For many RL problems you don't really need GPUs because the networks used are relatively simple compared to supservised learning, and most simulations are CPU-bound. Many RL problems are constrained by data so that running simulations (CPU) is the bottleneck, not the network.
Yes. Unfortunately my experience in this area is about four years old, so maybe obsolete at this point. But at that time, for our problem -- which used many of the typical benchmark gym simulators -- the main bottleneck were CPUs, not GPUs.
I suspect the equation changes on how complex the neural network is (if it's simple, not much is gained from GPU), whether the simulation can take advantage of GPUs (the ones we used didn't, but for 3D graphics-heavy simulation and other kinds of computation I'm sure it can help) and the algorithm -- some algorithms rely more on on-line evaluation and others make more of an effort to reuse older rollouts. (An extreme case is offline RL, which has also attracted a lot of interest recently. Since you were asking for references, this might be worth a read https://arxiv.org/abs/2005.01643).
Yes. GPUs are extremely good at doing millions of small repetitive calculations, and not great elsewhere.

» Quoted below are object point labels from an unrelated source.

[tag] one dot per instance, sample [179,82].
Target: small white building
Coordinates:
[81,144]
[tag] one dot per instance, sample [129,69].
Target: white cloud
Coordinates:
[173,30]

My capstone project used RL on a Raspberry Pi to train hardware-in-the-loop (essentially when to open and close valves based on sensor input). It was incredibly slow because it couldn’t be parallelized (without buying additional hardware for $500 each). Lots of professors asked why a Raspberry Pi was chosen when we had high end GPUs in the lab, and I had to explain that the Pi was NOT the bottleneck, and in fact stayed idle 95% of the time.
Agreed, deep architectures are really only needed for feature engineering. There have been a few papers showing that even for these very deep setups, the actual policy can almost always be fully captured in a small mlp.
One example with model-based RL is "World Models" by Ha and Schmidhuber. They pre-train an autoencoder to reduce image observations to vectors, then pre-train a RNN to predict future reduced vectors, then use a parameter-space global optimization algorithm (but any RL algorithm would work) to train a policy that's linear in the concatenated observation vector and RNN hidden state.
The important thing here is that the image encoder and the RNN weren't trained end-to-end with the policy. The learned "features" captured enough information to be an effective policy input, even though they only needed to be useful for predicting future states.
It's also interesting that the image encoder was trained separately from the RNN. I think that only worked because the test environments were "almost" fully observable - there is world state that cannot be inferred from a single image observation, but knowing that state is not necessary for a good policy.
This is mostly in the realm of computer vision, but I would recommend checking out AlexeyAB's fork of Darknet: https://github.com/AlexeyAB/darknet It's got decent CUDA acceleration, I personally run a GTX 960M for training.
GPU memory is a key limit here and RL worsens the problem because it requires some eligibility trace or memory system. One option you could try would be to store past S,A,R,S' tuples on disc using something like DeepMind Reverb, and have a small batch size and simpler model. Or as mentioned in other comments, you can just use CPU and RAM which is often a lot higher capacity depending on your rig.
Depends on what sort of RL you are doing. If you are trying to train agents to play small games with vision the agent will need a small cnn to process images. This will need a gpu and what you have should be enough.
I was training on atari for a while with 1080ti. The games run on the cpu so you need a decent cpu as well.